Steve Lash//Daily Record Legal Affairs Writer//November 20, 2011

O’Malley stands by criticism of environmental law clinic

By Steve Lash

//Daily Record Legal Affairs Writer

//November 20, 2011

Gov. Martin O’Malley on Friday stood by his right to criticize the University of Maryland’s environmental law clinic for continuing litigation against a family-owned chicken farm on the Eastern Shore, despite strong objection from the law school’s dean.

O’Malley ignited the contretemps with a Nov. 14 letter to Dean Phoebe A. Haddon in which he assailed the “costly” litigation as an “ongoing injustice” against farm owners Alan and Kristin Hudson.

In response, Haddon urged O’Malley to back off and let the litigation run its course.

That reply, from the dean of his alma mater, did not move the governor.

“He wrote the letter.
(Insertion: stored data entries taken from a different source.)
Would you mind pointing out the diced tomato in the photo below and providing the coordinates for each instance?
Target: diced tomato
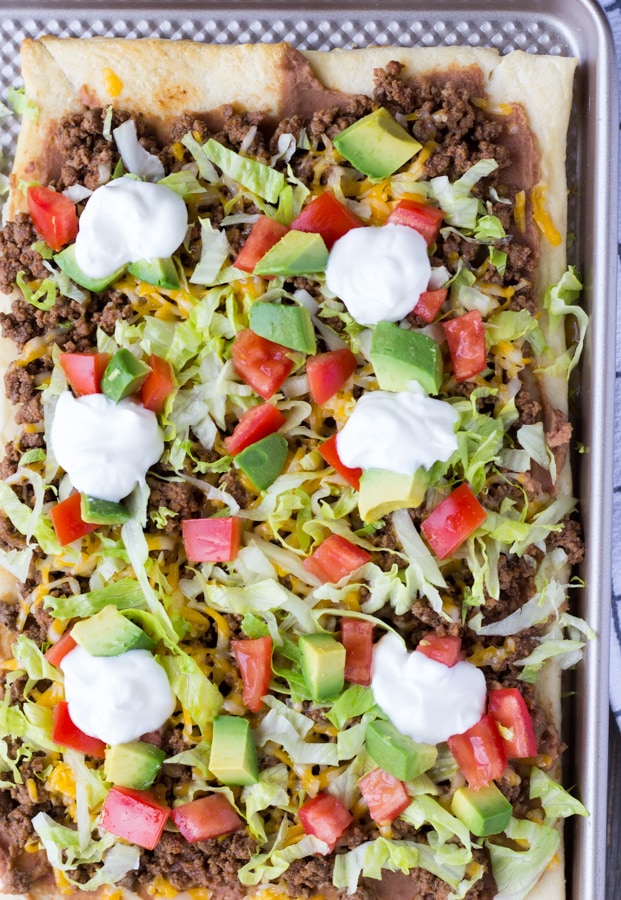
(262, 364)
(264, 234)
(255, 424)
(57, 652)
(254, 660)
(385, 795)
(508, 709)
(429, 304)
(445, 649)
(479, 753)
(84, 371)
(335, 558)
(357, 638)
(67, 734)
(453, 521)
(420, 216)
(212, 540)
(326, 818)
(67, 520)
(330, 453)
(158, 384)
(53, 215)
(206, 818)
(465, 337)
(327, 216)
(135, 816)
(328, 372)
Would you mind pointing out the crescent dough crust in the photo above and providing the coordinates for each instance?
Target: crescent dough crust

He said his peace,” O’Malley spokeswoman Raquel Guillory said Friday. “The governor has every right to state his opinion on the use of state tax dollars.”
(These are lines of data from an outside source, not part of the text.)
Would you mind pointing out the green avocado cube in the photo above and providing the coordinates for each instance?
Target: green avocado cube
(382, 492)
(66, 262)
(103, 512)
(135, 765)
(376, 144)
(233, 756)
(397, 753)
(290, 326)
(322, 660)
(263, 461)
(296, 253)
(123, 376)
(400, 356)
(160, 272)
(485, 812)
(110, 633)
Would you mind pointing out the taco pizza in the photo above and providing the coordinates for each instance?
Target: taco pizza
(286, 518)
Haddon could not be reached for comment Friday due to a “crazy,” travel-filled day, said Jeff Raymond, a spokesman for the University of Maryland Francis King Carey School of Law.

O’Malley, in a letter first reported by The Baltimore Sun on Friday, wrote that the state Department of the Environment had fully investigated the litigation’s allegation — that farm activities had polluted the Pocomoke River — and “found no strong evidence” linking bacterial pollution in the waterway to the farm.

“I am not advocating that the government should dictate the clients clinics may represent or the cases they should undertake,” O’Malley wrote. “But it is my strong belief that this case, at this juncture, is a misuse of state resources…. This case, given the facts now discovered, uses the economic weapon of unlimited litigation resources, namely, taxpayer supported state resources — to potentially bankrupt and destroy a family farming operation which has no recourse to similarly unlimited litigation assets.”

In her response, Haddon told O’Malley she was “uneasy” that he would state his opinion on the merits while the case is in litigation.

“Such statements have the potential to become highly prejudicial, undermining the integrity of the judicial process and the independence of the lawyers’ relationship with their clients,” she wrote. “I urge you to let the judicial process resolve this matter.”